Pero hay sueños que no pueden ser
y hay tormentas que no podemos soslayar.
Tuve un sueño: que mi vida sería
tan diferente de este infierno que estoy viviendo,
tan diferente, ahora, de lo que parecía…
Ahora, la vida ha matado
el sueño con el que yo soñé.
Recientemente, mientras concedía una entrevista sobre el suicidio, me preguntaron si consideraba el suicidio un acto de desesperación. Respondí inequívocamente de forma negativa, al menos en la mayoría de los suicidios, y formulé esta pregunta a cambio: ¿Qué es en realidad la desesperación? ¿Qué significa desesperarse?
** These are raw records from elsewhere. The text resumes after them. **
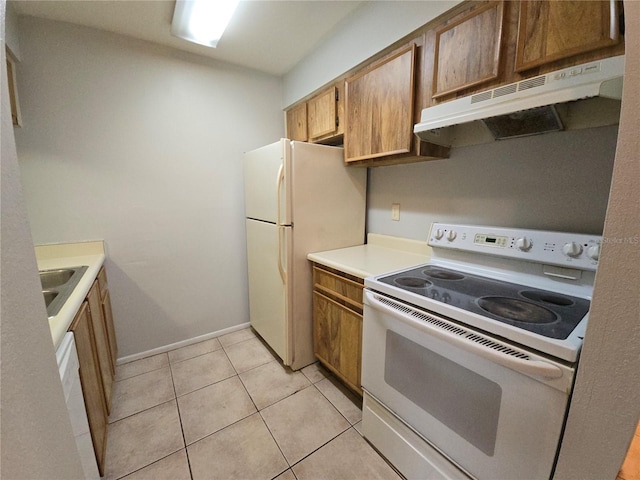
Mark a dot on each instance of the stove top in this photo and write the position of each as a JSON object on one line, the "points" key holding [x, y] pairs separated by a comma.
{"points": [[531, 287], [545, 313]]}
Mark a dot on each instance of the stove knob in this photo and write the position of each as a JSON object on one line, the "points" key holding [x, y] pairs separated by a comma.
{"points": [[523, 244], [572, 249], [593, 252]]}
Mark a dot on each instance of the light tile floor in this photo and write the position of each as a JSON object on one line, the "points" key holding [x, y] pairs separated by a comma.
{"points": [[227, 409]]}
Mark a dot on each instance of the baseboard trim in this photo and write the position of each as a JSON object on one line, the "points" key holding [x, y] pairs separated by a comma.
{"points": [[182, 343]]}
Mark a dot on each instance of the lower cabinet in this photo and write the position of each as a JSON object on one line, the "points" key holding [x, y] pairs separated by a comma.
{"points": [[105, 298], [91, 380], [337, 324], [94, 334], [107, 367]]}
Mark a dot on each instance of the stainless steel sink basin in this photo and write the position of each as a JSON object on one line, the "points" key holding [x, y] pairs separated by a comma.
{"points": [[58, 285], [55, 278]]}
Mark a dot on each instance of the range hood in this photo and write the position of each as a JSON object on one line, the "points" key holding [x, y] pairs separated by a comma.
{"points": [[528, 107]]}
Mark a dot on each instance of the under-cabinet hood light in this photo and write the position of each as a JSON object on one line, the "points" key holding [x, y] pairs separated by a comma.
{"points": [[526, 107], [202, 21]]}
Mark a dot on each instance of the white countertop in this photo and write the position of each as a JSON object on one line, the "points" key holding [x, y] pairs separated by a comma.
{"points": [[382, 254], [66, 255]]}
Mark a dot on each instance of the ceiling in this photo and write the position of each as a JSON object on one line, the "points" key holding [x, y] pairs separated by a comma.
{"points": [[268, 35]]}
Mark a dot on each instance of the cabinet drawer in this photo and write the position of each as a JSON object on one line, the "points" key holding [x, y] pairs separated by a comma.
{"points": [[341, 289], [337, 339]]}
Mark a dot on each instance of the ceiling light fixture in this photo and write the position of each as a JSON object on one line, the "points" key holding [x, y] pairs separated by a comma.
{"points": [[202, 21]]}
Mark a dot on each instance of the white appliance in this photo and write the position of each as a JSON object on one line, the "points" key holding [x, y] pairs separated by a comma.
{"points": [[69, 375], [469, 361], [299, 198], [528, 107]]}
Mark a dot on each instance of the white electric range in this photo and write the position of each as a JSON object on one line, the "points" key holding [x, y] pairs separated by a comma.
{"points": [[469, 360]]}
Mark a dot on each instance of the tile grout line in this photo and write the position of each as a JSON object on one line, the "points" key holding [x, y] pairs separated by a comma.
{"points": [[184, 440]]}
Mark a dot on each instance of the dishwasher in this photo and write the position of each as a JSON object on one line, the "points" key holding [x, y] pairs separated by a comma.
{"points": [[69, 375]]}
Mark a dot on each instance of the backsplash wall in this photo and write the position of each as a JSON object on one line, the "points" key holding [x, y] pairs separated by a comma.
{"points": [[558, 181]]}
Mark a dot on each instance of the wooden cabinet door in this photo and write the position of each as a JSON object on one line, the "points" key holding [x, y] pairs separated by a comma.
{"points": [[322, 114], [107, 368], [107, 313], [338, 338], [90, 378], [549, 31], [297, 123], [467, 51], [110, 328], [379, 104]]}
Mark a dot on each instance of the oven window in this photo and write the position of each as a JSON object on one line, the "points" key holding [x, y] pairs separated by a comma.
{"points": [[467, 403]]}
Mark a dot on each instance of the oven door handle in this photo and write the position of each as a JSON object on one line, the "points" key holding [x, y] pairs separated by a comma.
{"points": [[529, 367]]}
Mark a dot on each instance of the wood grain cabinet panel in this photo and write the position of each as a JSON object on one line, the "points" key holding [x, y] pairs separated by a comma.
{"points": [[322, 114], [338, 335], [91, 381], [337, 324], [297, 123], [105, 298], [550, 31], [379, 103], [107, 368], [467, 51]]}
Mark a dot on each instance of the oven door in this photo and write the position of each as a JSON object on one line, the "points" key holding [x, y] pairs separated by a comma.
{"points": [[494, 409]]}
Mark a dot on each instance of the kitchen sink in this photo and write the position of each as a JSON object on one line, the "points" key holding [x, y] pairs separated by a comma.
{"points": [[58, 285]]}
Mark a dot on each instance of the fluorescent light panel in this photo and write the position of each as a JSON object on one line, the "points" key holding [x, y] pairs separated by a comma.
{"points": [[202, 21]]}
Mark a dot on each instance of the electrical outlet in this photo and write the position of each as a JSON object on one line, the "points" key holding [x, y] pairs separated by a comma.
{"points": [[395, 212]]}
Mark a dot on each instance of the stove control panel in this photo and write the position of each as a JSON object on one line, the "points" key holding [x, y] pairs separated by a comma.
{"points": [[571, 250]]}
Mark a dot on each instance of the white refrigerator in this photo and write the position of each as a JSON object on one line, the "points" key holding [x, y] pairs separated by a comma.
{"points": [[299, 198]]}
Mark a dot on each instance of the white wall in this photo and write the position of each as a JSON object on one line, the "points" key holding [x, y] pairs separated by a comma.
{"points": [[606, 402], [11, 31], [604, 408], [368, 30], [142, 146], [558, 181], [36, 436]]}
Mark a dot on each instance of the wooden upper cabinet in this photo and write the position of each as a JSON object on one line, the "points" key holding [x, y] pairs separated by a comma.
{"points": [[379, 103], [297, 123], [322, 114], [467, 51], [549, 31]]}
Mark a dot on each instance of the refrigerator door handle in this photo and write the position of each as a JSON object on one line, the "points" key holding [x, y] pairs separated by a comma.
{"points": [[278, 187], [281, 269]]}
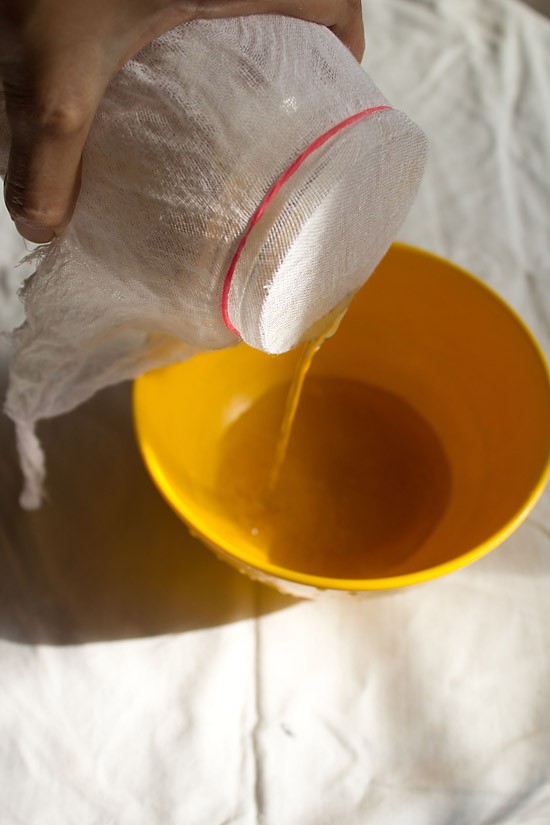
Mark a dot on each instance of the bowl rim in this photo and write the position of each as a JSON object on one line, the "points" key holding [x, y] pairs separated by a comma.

Desesperación viene de una palabra latina que significa “estar sin esperanza”. Los diccionarios generalmente definen “desesperarse” como un verbo que significa abandonar la esperanza o desalentarse ante una situación difícil. No tengo la menor dificultad con esa definición. Con lo que tengo dificultad y lo que opino que necesita ser radicalmente reexaminado es cómo ha sido entendido esto, tanto en nuestras iglesias como en la sociedad, esto es, como el mayor fracaso moral y religioso, el sumo pecado contra Dios y contra nosotros mismos. La desesperación ha sido entendida demasiado frecuentemente como el único pecado imperdonable, el estado absolutamente peor en el que uno puede morir. En resumen, la desesperación ha sido entendida como lo peor que una persona podría hacer.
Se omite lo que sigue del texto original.